Я просто стону. Когда мы добираемся до картинной галереи, я снова стону. Потому что вижу картины Скрилча. Их двадцать штук, и они выглядят как две пары по десять ночей в баре. Никогда в жизни я не видел таких причудливых рисунков. Но здесь же есть большая группа светской публики, которые ходят и блеют над вещами. В основном они стоят вокруг большой картины в конце. Это — изображение двух золотых рыбок с лыжами, ожидающих трамвая на Северном полюсе во время ливня. Во всяком случае, это выглядит так, как мне кажется. Но не для группы людей.
— Смотри! — тявкает одна старушка. — Мне это напоминает Пикассо в его «голубой период».
— Голубой, леди? — говорю я ей. — Он должно быть готовился к самоубийству.
Старушка морщит нос и уходит. Я поворачиваюсь к Скрилчу.
— Что это за штука? — спрашиваю я и указываю на другую фотографию. — Как насчет этого? Похоже на кенгуру, идущего по канату над мусорной свалкой с мэром Ла Гардиа в сумке, читающим газету.
— Ты не понимаешь, — пожимает плечами Скрилч. — Это все сюрреализм.
— Ты и твой канализационный реализм, — фыркаю я. — Если хочешь знать мое мнение, единственное, что ты можешь вытянуть, — это деньги и дыхание.
Скрилч прикладывает палец к губам.
— Не так громко, — говорит он. — Здесь много важных людей. Они все очень впечатлены.
— Это депрессия, если хочешь знать мое мнение, — отвечаю я.
— Мне жаль, что тебе это не нравится, — говорит он мне. — Но, может быть, тебе больше понравится мое письмо.
— Письмо?
— Ну конечно. Я пишу великий американский роман. Ответил на объявление только на этой неделе. «Встряхните стариной и станьте Еще Одним Шекспиром! Просто отошлите этот купон и научитесь писать!» Итак, я только на третьем уроке, но вчера начал свой роман. Написана уже почти половина.
Я слушаю и у меня изо рта идет пена, как из пивного бочонка. И я не единственный.
Прямо за нами стоит маленькая толстая личность. Теперь этот тип похлопывает Скрилча по плечу и смотрит на него. Он носит пару толстых линз, в которых достаточно стекла, чтобы закрыть витрину магазина.

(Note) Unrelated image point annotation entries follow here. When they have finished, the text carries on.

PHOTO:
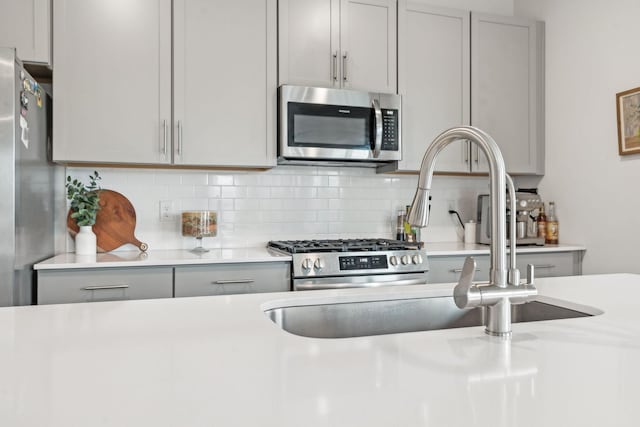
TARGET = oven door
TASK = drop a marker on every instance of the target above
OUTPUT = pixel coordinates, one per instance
(343, 282)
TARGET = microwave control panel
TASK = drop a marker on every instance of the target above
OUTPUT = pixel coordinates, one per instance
(390, 129)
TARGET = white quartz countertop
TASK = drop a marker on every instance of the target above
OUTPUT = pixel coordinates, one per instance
(465, 249)
(218, 256)
(160, 257)
(219, 361)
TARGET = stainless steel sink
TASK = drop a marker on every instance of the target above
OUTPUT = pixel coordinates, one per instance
(356, 319)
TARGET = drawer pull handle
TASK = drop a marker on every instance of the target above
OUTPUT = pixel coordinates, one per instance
(459, 270)
(97, 288)
(232, 282)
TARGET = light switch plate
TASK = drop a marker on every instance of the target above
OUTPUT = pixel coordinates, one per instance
(166, 210)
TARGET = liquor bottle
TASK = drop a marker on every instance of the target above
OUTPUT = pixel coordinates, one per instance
(552, 226)
(409, 232)
(400, 225)
(542, 223)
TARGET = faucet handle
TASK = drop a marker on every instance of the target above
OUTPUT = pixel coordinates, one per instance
(463, 294)
(530, 274)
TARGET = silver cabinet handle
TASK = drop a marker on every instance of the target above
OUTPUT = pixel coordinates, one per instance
(377, 147)
(459, 270)
(179, 137)
(344, 67)
(97, 288)
(164, 137)
(232, 282)
(467, 148)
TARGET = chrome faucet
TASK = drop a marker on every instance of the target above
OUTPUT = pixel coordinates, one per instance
(504, 286)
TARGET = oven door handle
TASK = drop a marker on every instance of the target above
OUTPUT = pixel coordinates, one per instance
(345, 285)
(377, 145)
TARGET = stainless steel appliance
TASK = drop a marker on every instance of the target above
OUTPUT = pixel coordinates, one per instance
(353, 263)
(324, 126)
(27, 180)
(526, 232)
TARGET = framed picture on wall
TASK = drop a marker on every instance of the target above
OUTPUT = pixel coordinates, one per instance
(628, 108)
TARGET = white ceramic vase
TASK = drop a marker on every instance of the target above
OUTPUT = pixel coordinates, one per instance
(85, 241)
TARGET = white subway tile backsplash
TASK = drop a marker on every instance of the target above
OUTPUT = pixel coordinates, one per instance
(194, 178)
(233, 192)
(215, 179)
(287, 202)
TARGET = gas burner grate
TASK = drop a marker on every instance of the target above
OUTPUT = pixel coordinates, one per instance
(343, 245)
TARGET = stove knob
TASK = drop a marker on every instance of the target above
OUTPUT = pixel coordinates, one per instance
(307, 263)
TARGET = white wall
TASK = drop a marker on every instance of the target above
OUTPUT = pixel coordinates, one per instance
(591, 54)
(500, 7)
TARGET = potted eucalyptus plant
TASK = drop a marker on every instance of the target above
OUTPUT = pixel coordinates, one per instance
(84, 203)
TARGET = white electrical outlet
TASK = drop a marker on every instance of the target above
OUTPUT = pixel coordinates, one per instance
(166, 210)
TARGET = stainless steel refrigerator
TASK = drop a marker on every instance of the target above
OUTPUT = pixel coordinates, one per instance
(27, 180)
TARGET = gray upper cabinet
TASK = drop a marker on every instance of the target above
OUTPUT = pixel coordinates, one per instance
(338, 43)
(507, 89)
(459, 68)
(123, 95)
(433, 79)
(112, 86)
(26, 25)
(225, 77)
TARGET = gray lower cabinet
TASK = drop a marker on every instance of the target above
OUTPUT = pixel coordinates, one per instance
(551, 264)
(446, 269)
(104, 284)
(226, 279)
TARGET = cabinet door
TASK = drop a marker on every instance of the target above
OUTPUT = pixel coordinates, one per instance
(103, 284)
(551, 264)
(368, 45)
(225, 82)
(26, 25)
(507, 89)
(112, 86)
(227, 279)
(434, 72)
(447, 269)
(308, 42)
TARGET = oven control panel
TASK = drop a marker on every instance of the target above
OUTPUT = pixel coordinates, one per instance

— Простите, — хрипит он. — Но разве не к Флойду Скрилчу, художнику, я имею честь обращаться?
— Верно.
— А не замечаете ли вы, что вы не только замечательный художник, но еще и литератор?
— Нет, я пишу всякую ерунду.
Маленькие выпученные глазки улыбаются.
— Неужели?
— Это еще не все, — вмешиваюсь я. — Он также пианист, светский лев, и еще спортсмен в придачу.
— Замечательно! — дышит тип с выпученными глазами. — Как бы мне хотелось провести психоанализ такого гения!
Затем он представился. Он оказывается не кем иным, как доктором Зигмундом, психиатром, более известным как Зигмунд Подсознания.